Company Stock Option financial
"each option to purchase shares of Company Common Stock (each, a "Company Stock Option")"
withholding taxes financial
"converted into the right to receive a cash payment, less any applicable withholding taxes"
Withholding taxes are amounts a payer or government takes out of payments — such as wages, interest, or dividends — before the recipient gets the money, functioning like a cashier keeping part of a bill to pay taxes on your behalf. For investors this matters because it reduces the cash they actually receive, affects net returns and yield calculations, and may require additional paperwork or treaty claims to recover or offset the withheld amount against final tax bills.
FAQ
What does the ASRT Form 4 filed by director David Matthew Stark show?
The Form 4 shows David Matthew Stark disposed of all his Assertio Holdings, Inc. equity as part of a merger. His common shares and stock options were cancelled and converted into cash under a tender offer paying $23.50 per share.
What happened to David Matthew Stark’s Assertio (ASRT) stock options in the merger?
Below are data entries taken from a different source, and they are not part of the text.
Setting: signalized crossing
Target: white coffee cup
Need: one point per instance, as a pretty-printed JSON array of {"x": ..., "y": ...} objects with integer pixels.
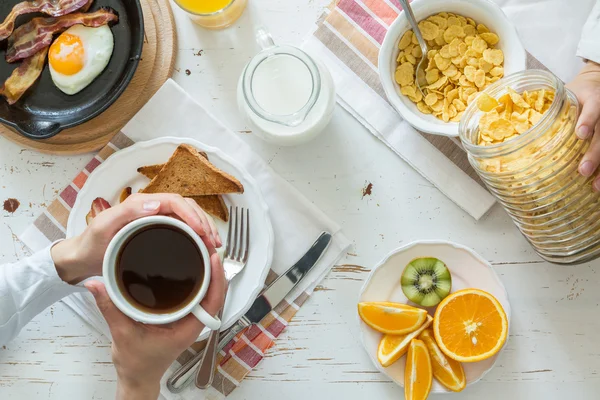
[{"x": 117, "y": 297}]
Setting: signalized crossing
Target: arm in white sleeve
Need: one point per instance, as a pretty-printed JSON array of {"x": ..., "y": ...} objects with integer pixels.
[
  {"x": 589, "y": 44},
  {"x": 26, "y": 289}
]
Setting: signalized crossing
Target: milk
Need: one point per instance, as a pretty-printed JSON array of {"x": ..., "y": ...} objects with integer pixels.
[
  {"x": 286, "y": 95},
  {"x": 282, "y": 84}
]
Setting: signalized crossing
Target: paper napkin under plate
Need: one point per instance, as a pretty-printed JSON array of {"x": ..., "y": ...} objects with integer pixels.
[{"x": 296, "y": 224}]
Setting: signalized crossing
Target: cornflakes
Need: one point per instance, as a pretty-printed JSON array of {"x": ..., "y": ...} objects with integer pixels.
[
  {"x": 462, "y": 60},
  {"x": 510, "y": 115}
]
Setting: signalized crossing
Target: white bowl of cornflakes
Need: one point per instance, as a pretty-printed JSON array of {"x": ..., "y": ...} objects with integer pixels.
[{"x": 463, "y": 76}]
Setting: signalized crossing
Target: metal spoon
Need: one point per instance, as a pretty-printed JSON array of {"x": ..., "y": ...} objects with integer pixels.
[{"x": 413, "y": 23}]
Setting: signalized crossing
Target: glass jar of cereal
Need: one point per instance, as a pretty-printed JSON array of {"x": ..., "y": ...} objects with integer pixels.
[{"x": 520, "y": 138}]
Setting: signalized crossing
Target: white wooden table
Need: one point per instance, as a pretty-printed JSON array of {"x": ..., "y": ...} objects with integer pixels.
[{"x": 552, "y": 352}]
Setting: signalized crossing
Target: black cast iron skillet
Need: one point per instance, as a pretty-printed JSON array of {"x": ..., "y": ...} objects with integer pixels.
[{"x": 44, "y": 110}]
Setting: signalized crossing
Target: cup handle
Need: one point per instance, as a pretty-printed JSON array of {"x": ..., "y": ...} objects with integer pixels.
[
  {"x": 208, "y": 320},
  {"x": 264, "y": 38}
]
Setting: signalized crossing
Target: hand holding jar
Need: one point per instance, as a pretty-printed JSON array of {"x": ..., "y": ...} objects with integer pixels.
[{"x": 586, "y": 87}]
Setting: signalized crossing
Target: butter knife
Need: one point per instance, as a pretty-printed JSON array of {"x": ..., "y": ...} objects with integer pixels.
[{"x": 262, "y": 306}]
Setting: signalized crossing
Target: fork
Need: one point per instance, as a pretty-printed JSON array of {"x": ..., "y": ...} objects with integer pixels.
[{"x": 236, "y": 257}]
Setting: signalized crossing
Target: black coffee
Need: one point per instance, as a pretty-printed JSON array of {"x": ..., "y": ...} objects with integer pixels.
[{"x": 160, "y": 269}]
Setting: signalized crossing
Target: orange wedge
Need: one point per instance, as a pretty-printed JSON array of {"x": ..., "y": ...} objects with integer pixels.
[
  {"x": 392, "y": 347},
  {"x": 447, "y": 371},
  {"x": 391, "y": 318},
  {"x": 470, "y": 325},
  {"x": 418, "y": 374}
]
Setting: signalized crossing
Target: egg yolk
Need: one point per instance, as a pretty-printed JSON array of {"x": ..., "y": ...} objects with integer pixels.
[{"x": 67, "y": 55}]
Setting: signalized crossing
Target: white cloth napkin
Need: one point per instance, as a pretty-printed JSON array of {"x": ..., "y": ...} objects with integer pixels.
[
  {"x": 296, "y": 221},
  {"x": 386, "y": 124}
]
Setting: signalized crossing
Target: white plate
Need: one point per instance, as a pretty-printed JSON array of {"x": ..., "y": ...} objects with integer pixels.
[
  {"x": 468, "y": 270},
  {"x": 120, "y": 171}
]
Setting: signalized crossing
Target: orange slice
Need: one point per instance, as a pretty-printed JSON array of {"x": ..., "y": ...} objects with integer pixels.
[
  {"x": 392, "y": 347},
  {"x": 470, "y": 325},
  {"x": 391, "y": 318},
  {"x": 447, "y": 371},
  {"x": 418, "y": 374}
]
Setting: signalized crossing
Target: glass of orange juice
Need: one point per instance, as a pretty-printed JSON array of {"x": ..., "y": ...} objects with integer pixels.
[{"x": 213, "y": 14}]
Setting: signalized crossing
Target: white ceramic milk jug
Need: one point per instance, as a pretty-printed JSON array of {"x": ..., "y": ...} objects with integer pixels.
[{"x": 287, "y": 96}]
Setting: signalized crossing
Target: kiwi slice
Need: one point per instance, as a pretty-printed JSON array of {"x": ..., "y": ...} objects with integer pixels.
[{"x": 426, "y": 281}]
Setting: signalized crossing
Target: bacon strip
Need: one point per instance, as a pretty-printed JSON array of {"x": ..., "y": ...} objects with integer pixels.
[
  {"x": 24, "y": 76},
  {"x": 33, "y": 36},
  {"x": 54, "y": 8}
]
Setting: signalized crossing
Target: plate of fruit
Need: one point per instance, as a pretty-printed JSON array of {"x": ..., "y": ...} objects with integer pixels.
[{"x": 434, "y": 317}]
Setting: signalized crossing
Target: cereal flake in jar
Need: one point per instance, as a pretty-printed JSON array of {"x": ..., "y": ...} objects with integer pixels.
[{"x": 520, "y": 138}]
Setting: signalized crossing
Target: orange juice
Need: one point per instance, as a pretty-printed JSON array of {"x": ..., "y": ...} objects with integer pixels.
[
  {"x": 203, "y": 6},
  {"x": 213, "y": 14}
]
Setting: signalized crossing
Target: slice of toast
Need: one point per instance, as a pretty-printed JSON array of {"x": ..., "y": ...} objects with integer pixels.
[
  {"x": 212, "y": 204},
  {"x": 188, "y": 173}
]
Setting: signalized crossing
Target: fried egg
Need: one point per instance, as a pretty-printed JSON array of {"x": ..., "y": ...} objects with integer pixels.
[{"x": 78, "y": 56}]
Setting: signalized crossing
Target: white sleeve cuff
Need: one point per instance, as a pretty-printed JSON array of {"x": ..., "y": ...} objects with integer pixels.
[{"x": 589, "y": 45}]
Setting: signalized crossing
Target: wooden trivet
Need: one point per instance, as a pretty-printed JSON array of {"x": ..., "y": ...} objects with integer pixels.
[{"x": 156, "y": 66}]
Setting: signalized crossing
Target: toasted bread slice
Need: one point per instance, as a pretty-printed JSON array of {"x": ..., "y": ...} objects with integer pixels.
[
  {"x": 188, "y": 173},
  {"x": 150, "y": 171},
  {"x": 212, "y": 204}
]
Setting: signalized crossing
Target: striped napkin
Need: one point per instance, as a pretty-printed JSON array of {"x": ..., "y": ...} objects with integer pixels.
[
  {"x": 171, "y": 112},
  {"x": 347, "y": 40}
]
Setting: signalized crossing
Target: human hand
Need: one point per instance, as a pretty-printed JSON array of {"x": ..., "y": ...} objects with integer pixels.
[
  {"x": 80, "y": 257},
  {"x": 142, "y": 353},
  {"x": 586, "y": 87}
]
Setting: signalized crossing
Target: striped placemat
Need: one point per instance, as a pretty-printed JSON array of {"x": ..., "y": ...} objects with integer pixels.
[
  {"x": 246, "y": 350},
  {"x": 172, "y": 111},
  {"x": 350, "y": 34}
]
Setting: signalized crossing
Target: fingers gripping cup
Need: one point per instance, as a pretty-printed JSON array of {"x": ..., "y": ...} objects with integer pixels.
[{"x": 157, "y": 270}]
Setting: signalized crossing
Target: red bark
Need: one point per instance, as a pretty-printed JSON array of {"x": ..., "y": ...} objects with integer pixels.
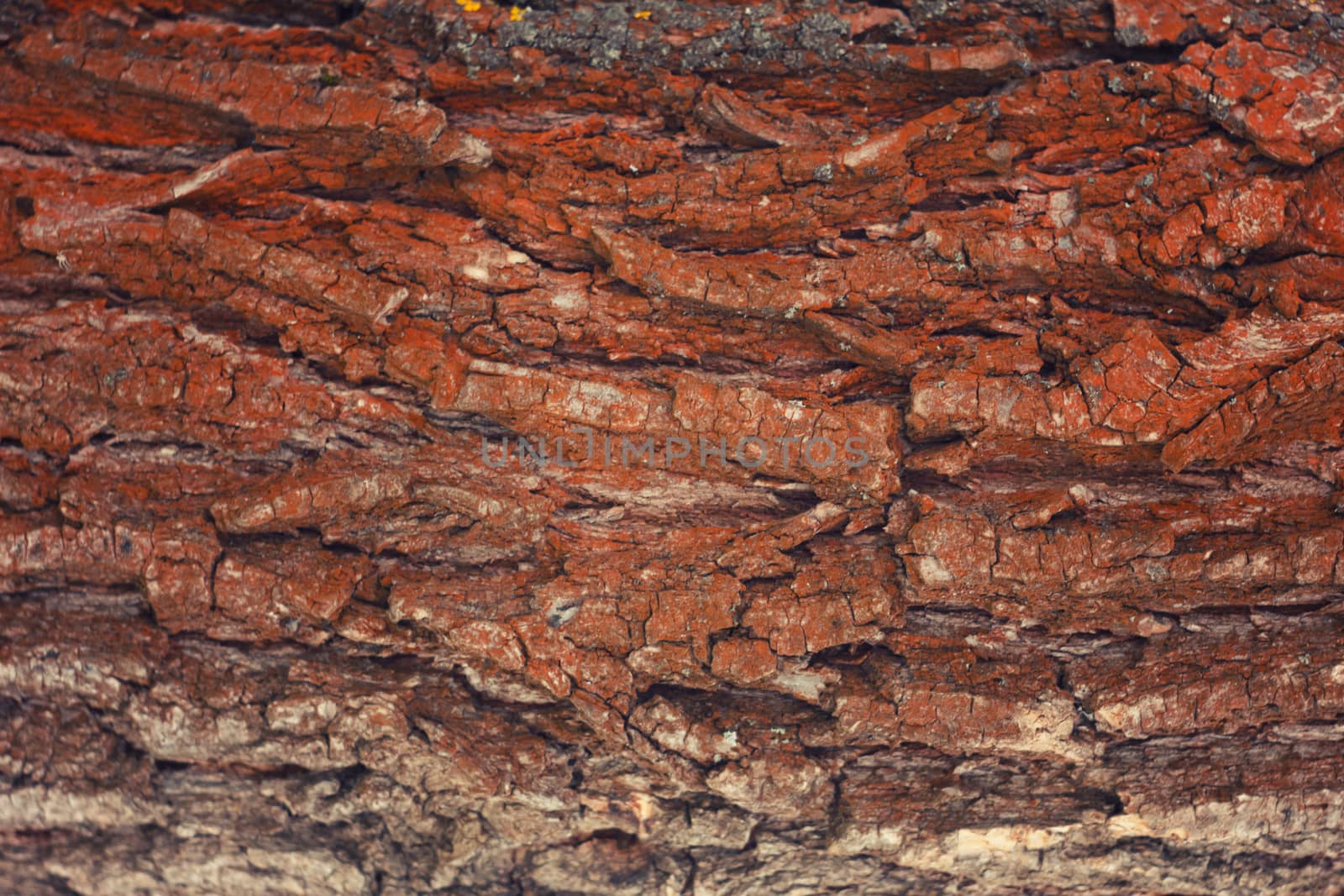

Two stock option grants covering 5,415 shares each were cancelled and converted into cash. The cash payment was calculated as the $23.50 offer price minus each option’s exercise price, multiplied by the number of underlying shares, subject to withholding taxes.
Was David Matthew Stark’s Assertio (ASRT) disposition an open‑market sale?
No, the disposition was not an open‑market sale. The Form 4 describes a tender-offer disposition and issuer-related option cancellations, all executed under a merger agreement rather than through open-market trading on an exchange.